Today I’m going to walk through a tool built to automate clinical quality validation for HEDIS measures. I contributed to the enhancement of the prototype, expanded core logic and SQL pipelines, authored most of the documentation, and designed the future, scaled architecture in a GCP environment.
You may know that HEDIS measures are widely used to assess quality in healthcare, especially for Medicare Advantage plans. Cervical Cancer Screening (CCS) is a particularly high-impact one, but it’s also documentation-sensitive. That means, even if a patient did get the test, they might not get credit for it because it wasn’t coded correctly or wasn’t visible to the insurer.
So that’s the problem we set out to solve: How can we use the data that providers already have access to (or that we get through a third-party data provider like an HIE) and combine that with LLMs to validate whether CCS was met?
Let’s break down the measure quickly: Women aged 21 to 30 are compliant if they’ve had a Pap smear in the last 2 years. Women aged 30 to 64 need both a Pap smear and an HPV test in the last 4 years. And we exclude anyone who’s had a hysterectomy.
Structured data for these tests might show up in various FHIR tables such as Procedure, DiagnosticReports, or Observations. But often the full story is hidden in HL7’s XML files: clinical notes, scanned documents, or free-text lab results.

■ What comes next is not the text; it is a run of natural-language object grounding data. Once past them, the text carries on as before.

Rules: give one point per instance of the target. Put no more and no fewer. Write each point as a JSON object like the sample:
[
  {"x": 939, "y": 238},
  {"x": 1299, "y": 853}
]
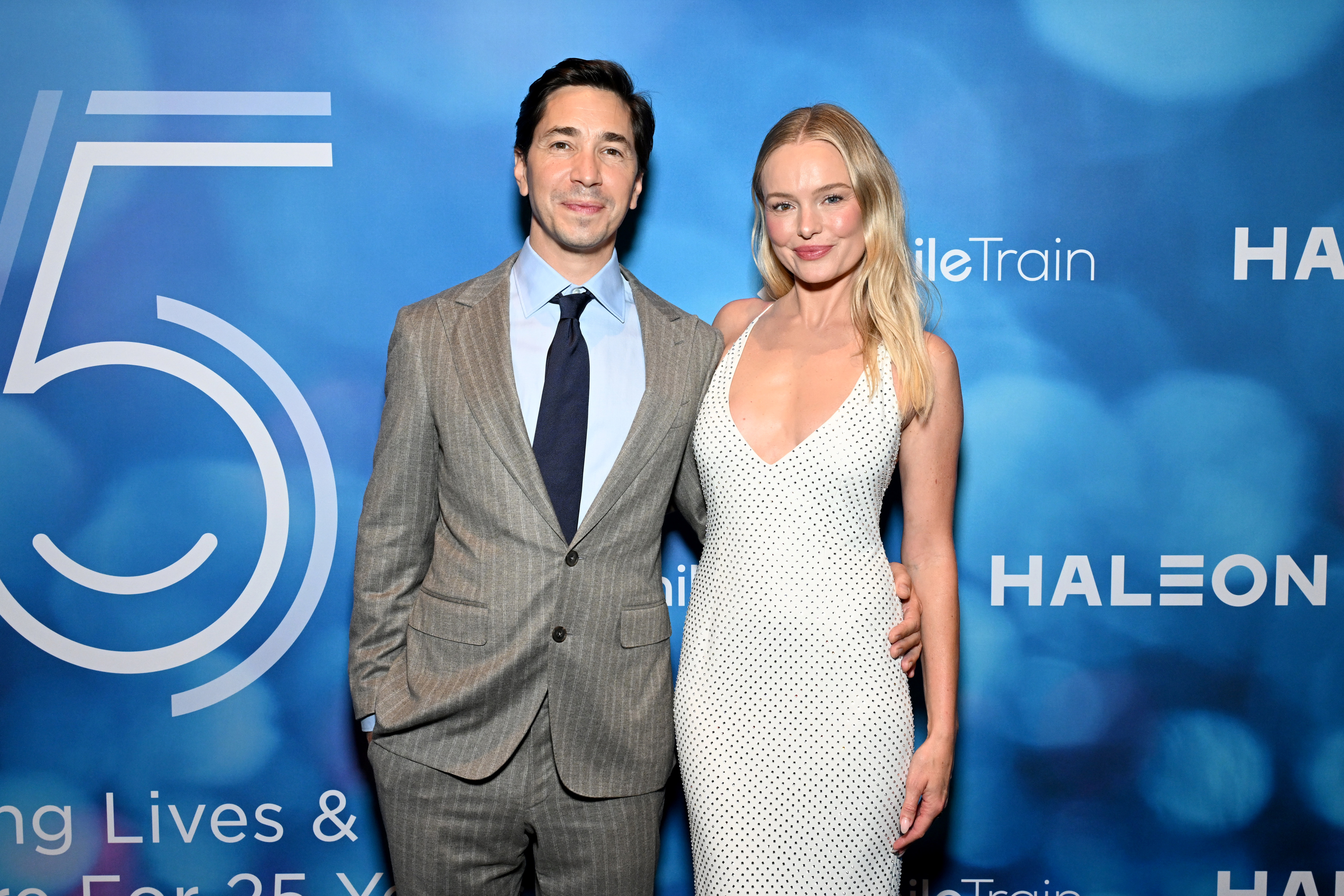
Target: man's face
[{"x": 581, "y": 171}]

Why LLMs? There are two big reasons we bring in a large language model: The structured data is ambiguous. For example, maybe the test was ordered but not completed, or the result says something vague like “N/A” or “see notes.” That’s where we need the LLM to review contextual clues. The test was done, but it’s not in the structured data at all. Maybe the result came from a different code system, or was buried in a narrative note. We use the LLM to extract that signal from the unstructured mess.
I created a basic SQL pipeline that queried all the relevant tables. For each patient, I generate a simple row with the following columns: Patient ID, Event Date, CPT Code, Test Result, Notes, and Link to the XML blob.

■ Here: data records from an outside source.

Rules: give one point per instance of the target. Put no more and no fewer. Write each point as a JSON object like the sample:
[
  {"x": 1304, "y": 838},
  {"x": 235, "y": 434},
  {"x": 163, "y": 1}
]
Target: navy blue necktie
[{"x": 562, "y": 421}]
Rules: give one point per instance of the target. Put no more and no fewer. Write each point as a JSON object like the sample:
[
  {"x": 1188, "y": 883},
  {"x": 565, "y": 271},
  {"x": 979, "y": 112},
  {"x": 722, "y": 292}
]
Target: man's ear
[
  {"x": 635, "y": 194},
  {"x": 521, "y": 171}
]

The Workflows From there, I proposed three main workflows:
Workflow 1: If the structured data is clean and clear, we apply Python logic only. We randomly sample 5% of these cases for human QA.
Workflow 2: If the data is ambiguous, we use the LLM to help us make a final call. We start by training the LLM on a stratified sample of known problem cases that have first been reviewed and scored by a human. After benchmarking and QA, we then switch to random sampling for final monitoring.
Workflow 3: If there’s no structured signal at all, we pull the full XML record. After a bit of preprocessing, we hand it off to the LLM. And because these records can be long and messy, we require human review of at least 25% of the positive results.
Key Considerations There are several key considerations when evaluating LLM performance in this context: sensitivity to inputs, types of outputs, and the human review process.
First, LLM results are sensitive to two main inputs: the underlying data and the prompt structure. In my initial testing, I found that changes to the included or excluded data had a much greater impact on results than variations in prompt wording. This suggests that careful data curation is more critical than prompt engineering for this use case. This was particularly true for Workflow 2 and why we went with stratified random sampling and a human-first process. We stratified the ambiguous cases into categories such as 1) Test ordered, no result, 2) Result present, but no date, 3) Evidence hidden in notes. From there We pulled even samples from each category and used them to train and evaluate the LLM.
Second, there are two distinct types of LLM outputs: the classification outcome (e.g., correctly identifying whether a patient should be included) and the justification (e.g., whether the LLM can point to supporting evidence and cite its source from the file). The reason that I suggested that we have clinicians review 1 in every 4 patient records in Workflow 3 is because some clinical notes are extremely long and complex, increasing the risk of hallucination or misinterpretation by the model.
Finally, the review process itself varied across workflows depending on the level of QA required. I proposed a human-first approach in Workflow 2, where benchmarking and validation were critical. In contrast, Workflows 1 and 3 relied on a human-reviewed model, where outputs were spot-checked after initial processing. All workflows included ongoing human review via random sampling to monitor for drift over time.
My Takeaways Garbage in, garbage out: LLM performance depends more on input data than clever prompting. Stratified sampling helps build a much more reliable dataset. Human-in-the-loop QA is crucial, especially for long records where LLMs might hallucinate.